Lo que comenzó como una celebración para recibir el Año Nuevo 2026 se transformó en una catástrofe que ha conmocionado al deporte europeo. En la madrugada del 1 de enero, un devastador incendio consumió el bar Le Constellation, ubicado en el exclusivo resort de esquí de Crans-Montana, Suiza, dejando un saldo preliminar de 40 muertos y más de 115 heridos.
Entre las víctimas que se encuentran en estado grave destaca Tahirys Dos Santos, un defensor francés de 19 años considerado una de las mayores joyas de la cantera del FC Metz. El futbolista, que recientemente había sido convocado por primera vez con el equipo profesional para la Copa de Francia, se encontraba en el lugar junto a su novia y un grupo de amigos aprovechando unos días libres.

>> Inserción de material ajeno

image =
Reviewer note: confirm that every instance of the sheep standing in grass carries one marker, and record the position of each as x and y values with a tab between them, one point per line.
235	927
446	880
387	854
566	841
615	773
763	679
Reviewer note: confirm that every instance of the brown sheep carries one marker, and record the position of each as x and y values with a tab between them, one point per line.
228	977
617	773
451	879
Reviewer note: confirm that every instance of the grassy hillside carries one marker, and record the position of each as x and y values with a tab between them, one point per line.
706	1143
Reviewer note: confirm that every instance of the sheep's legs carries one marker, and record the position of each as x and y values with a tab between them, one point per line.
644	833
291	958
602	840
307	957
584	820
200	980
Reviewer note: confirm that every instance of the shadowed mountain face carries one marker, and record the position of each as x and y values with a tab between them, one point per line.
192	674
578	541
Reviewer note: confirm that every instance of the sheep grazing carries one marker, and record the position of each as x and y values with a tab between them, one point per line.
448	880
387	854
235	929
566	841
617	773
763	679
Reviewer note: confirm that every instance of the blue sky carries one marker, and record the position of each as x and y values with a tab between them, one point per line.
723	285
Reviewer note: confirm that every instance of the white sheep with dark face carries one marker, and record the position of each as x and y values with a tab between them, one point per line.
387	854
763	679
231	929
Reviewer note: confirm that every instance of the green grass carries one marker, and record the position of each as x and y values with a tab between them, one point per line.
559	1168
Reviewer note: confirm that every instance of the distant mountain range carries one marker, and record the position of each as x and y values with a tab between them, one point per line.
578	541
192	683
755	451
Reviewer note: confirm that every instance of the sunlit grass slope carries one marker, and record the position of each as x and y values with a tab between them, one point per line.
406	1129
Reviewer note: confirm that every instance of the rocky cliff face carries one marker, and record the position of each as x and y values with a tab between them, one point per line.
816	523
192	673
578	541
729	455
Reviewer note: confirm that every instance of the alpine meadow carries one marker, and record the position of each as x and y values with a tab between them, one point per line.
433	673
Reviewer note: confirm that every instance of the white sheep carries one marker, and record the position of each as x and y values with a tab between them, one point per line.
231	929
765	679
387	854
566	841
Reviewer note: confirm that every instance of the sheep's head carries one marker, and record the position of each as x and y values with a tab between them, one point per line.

El incendio se desató poco después de la una y media de la madrugada, cuando el establecimiento estaba abarrotado con aproximadamente 200 personas. Según las investigaciones preliminares, el fuego se originó por el uso de bengalas en botellas de champán sostenidas cerca del techo. Esto generó un fenómeno conocido como flashover, provocando que las llamas se propagaran a una velocidad extrema por los materiales inflamables y la estructura de madera del local.
Dos Santos logró escapar del área más afectada al encontrarse en la planta baja y no en el sótano del local, pero aun así sufrió quemaduras en el 30% de su cuerpo. Debido a la severidad de sus heridas, fue evacuado en helicóptero hacia un hospital especializado en quemados en Stuttgart, Alemania.
Su representante, Christophe Hutteau, informó que, aunque el jugador padece dolores intensos, hay señales de esperanza: “El punto positivo es que su capacidad respiratoria ha mejorado profundamente”, tras haber sufrido afectaciones iniciales en los pulmones por la inhalación de humo.
El joven futbolista, descrito como un trabajador incansable y ambicioso, permanece bajo estricta vigilancia médica mientras su familia y el club siguen de cerca su evolución.